Succesvolle euregionale oefening hulpdiensten in Aken

In het kader van de euregionale samenwerking organiseerde Euregio Maas-Rijn Incidentenbestrijding en Crisisbeheersing (EMRIC) vorige week een grote euregionale oefening in Aken. Op treinstation Aachen West werd een botsing tussen een goederen- en personentrein in scène gezet. Tijdens deze unieke oefening werden de internationale afspraken tussen de Nederlandse, Duitse en Belgische hulpdiensten in de praktijk gebracht.

Bij deze oefening waren 450 hulpverleners uit drie landen betrokken. Vanuit Nederland oefenden onder andere Veiligheidsregio Zuid-Limburg (onderdeel Brandweer Zuid-Limburg) en GGD Zuid-Limburg mee. Enkele Zuid-Limburgse bestuurders waren als toeschouwer aanwezig. Zij zagen hoe de botsing tussen twee treinen werd nagebootst. Uit een ketelwagon van de goederentrein lekte bovendien een gevaarlijke stof, waardoor bij een echt incident ook de omgeving gevaar zou lopen.
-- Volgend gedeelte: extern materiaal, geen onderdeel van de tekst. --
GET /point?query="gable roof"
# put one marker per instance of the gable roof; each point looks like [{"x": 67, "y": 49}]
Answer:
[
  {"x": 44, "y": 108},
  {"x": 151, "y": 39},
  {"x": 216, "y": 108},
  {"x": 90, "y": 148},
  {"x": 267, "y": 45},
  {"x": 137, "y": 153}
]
Om de oefening zo realistisch mogelijk te maken, figureerden universitaire studenten van de universiteit van Aken als ‘slachtoffer’.

Euregionale afspraken in de praktijk

Marian Ramakers-van Kuijk, programma-manager EMRIC, over de oefening: „Deze oefening vormde een geweldige kans om de grensoverschrijdende samenwerking op het gebied van hulpverlening te oefenen. De euregionale afspraken die we in het geval van grote catastrofen gemaakt hebben, konden tijdens deze oefening op een realistische manier beoefend worden. De oefening zal geëvalueerd worden en de lessen die we eruit trekken, gebruiken we om de euregionale samenwerking in de toekomst verder te verbeteren.“

EMRIC coördineert euregionale samenwerking tussen hulpdiensten

Het unieke samenwerkingsverband tussen de euregionale hulpdiensten uit Nederland, België en Duitsland bestaat inmiddels meer dan 40 jaar. Die grensoverschrijdende samenwerking wordt sinds 2005 gecoördineerd door bureau EMRIC (Euregio Maas-Rijn Incidentbestrijding en Crisisbeheersing). Gezien de unieke ligging van Zuid-Limburg – ingeklemd tussen Duitsland en België – zijn buitenlandse hulpdiensten op sommige plekken sneller ter plaatse dan de Nederlandse hulpdiensten. Daarom zijn afspraken gemaakt over de manier waarop de hulpdiensten uit verschillende landen elkaar helpen. Onder leiding van EMRIC worden deze afspraken regelmatig beoefend.